5 areas with low COVID vaccine rates put U.S. at risk, experts say
Five under-vaccinated regions of the U.S. could be putting the entire nation at risk, according to researchers at Georgetown University. The fear is COVID-19 could mutate so significantly in these areas, it could defeat vaccines.
An analysis by Georgetown University researchers found five significant clusters in the southern and lower Midwestern part of the U.S. They include portions of Florida, Georgia, Alabama, Mississippi, Louisiana, Arkansas, Missouri, Oklahoma, Tennessee, Texas and New Mexico.
The Biden administration is sounding the alarm about a rapid rise in the Delta variant, which is significantly more widespread than previously thought.
"To be clear, there will likely continue to be an increase in cases among unvaccinated Americans," said White House COVID-19 Response Coordinator Jeff Zients.

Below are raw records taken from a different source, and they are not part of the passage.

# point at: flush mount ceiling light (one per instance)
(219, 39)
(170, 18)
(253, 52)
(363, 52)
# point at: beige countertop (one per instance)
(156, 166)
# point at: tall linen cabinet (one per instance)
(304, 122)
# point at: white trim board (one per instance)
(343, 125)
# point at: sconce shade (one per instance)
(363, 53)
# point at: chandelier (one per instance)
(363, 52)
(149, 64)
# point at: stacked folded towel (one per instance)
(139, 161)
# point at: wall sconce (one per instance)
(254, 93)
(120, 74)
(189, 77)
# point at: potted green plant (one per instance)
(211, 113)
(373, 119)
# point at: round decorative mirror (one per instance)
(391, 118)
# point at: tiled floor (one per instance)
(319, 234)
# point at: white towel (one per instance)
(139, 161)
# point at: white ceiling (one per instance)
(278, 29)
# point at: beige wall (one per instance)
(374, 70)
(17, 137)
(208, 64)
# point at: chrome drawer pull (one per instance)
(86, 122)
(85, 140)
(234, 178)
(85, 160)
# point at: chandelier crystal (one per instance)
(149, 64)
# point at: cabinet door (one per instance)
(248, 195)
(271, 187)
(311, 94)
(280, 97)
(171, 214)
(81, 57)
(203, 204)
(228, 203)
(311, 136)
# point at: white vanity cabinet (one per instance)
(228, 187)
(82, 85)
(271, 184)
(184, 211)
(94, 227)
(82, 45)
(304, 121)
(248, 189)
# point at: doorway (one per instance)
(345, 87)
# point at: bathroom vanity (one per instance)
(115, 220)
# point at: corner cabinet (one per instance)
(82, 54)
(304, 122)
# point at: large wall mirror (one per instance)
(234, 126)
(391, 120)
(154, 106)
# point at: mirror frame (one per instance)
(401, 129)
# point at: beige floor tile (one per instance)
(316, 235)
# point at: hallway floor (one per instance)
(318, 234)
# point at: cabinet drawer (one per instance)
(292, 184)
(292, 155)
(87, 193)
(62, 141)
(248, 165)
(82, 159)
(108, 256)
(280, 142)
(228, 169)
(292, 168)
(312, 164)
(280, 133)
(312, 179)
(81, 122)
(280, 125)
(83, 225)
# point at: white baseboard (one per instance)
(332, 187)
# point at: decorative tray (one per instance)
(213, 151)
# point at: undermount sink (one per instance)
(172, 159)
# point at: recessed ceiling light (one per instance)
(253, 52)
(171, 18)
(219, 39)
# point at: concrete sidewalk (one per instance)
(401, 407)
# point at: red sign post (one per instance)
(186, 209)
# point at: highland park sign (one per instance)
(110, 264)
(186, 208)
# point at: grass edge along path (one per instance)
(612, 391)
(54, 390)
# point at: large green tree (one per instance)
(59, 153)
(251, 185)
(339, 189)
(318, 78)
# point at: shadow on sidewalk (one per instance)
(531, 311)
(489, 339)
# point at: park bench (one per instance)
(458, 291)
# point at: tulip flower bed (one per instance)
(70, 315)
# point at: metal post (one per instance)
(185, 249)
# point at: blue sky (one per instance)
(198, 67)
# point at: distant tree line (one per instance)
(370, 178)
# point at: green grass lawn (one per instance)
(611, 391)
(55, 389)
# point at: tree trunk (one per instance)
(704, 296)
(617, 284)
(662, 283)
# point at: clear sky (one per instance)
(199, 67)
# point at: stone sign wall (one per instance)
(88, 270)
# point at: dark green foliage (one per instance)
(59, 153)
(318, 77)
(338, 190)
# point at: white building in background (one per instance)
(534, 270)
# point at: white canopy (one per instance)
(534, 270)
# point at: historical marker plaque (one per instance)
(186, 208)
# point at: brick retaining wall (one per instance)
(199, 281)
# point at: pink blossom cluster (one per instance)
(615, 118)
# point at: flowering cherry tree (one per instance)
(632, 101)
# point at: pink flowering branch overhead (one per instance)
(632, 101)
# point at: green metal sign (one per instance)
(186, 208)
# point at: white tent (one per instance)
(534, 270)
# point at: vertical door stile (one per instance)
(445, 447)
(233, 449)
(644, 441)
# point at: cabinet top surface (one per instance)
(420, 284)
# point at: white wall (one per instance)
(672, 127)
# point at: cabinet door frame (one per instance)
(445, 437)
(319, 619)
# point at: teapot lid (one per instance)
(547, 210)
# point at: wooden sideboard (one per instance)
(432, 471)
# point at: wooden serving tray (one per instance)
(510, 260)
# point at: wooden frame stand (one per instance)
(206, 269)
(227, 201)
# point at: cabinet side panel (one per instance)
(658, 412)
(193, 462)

A study published in the journal Nature on Thursday suggests that having only one dose of a vaccine offers little protection against the Delta variant. There are 25 million people in the U.S. who have received only one shot, and 140 million are unvaccinated, leaving 45% of the country at risk, according to the Centers for Disease Control and Prevention.
In Missouri, the Delta variant accounts for 73% of new COVID cases, according to the CDC. In Texas, a youth camp near Austin may be the nation's latest super-spreader event. More than 100 cases have been confirmed, and officials fear the number may eventually top 200.
"We believe that this is an outbreak of the Delta variant," said Dr. Philip Keiser, Galveston County's local health authority.
At Houston Methodist Hospital, the Delta variant is responsible for 42% of new cases. The hospital expects the Delta variant to make up 90% of its cases in the next two to three weeks.
"The majority of patients that we are seeing hospitalized with COVID-19 with the Delta variant, the vast, vast majority of those patients are unvaccinated," said Dr. Wesley Long, the director of medical microbiology at Houston Methodist Hospital.
Dr. Anthony Fauci, the nation's top infectious disease expert, said those who are most vulnerable and live in low vaccination areas should take precautions.
"If you are an elderly person or if you have a person with an underlying disease, you might want to go the extra mile of protection of wearing a mask if you are indoors," he said Thursday.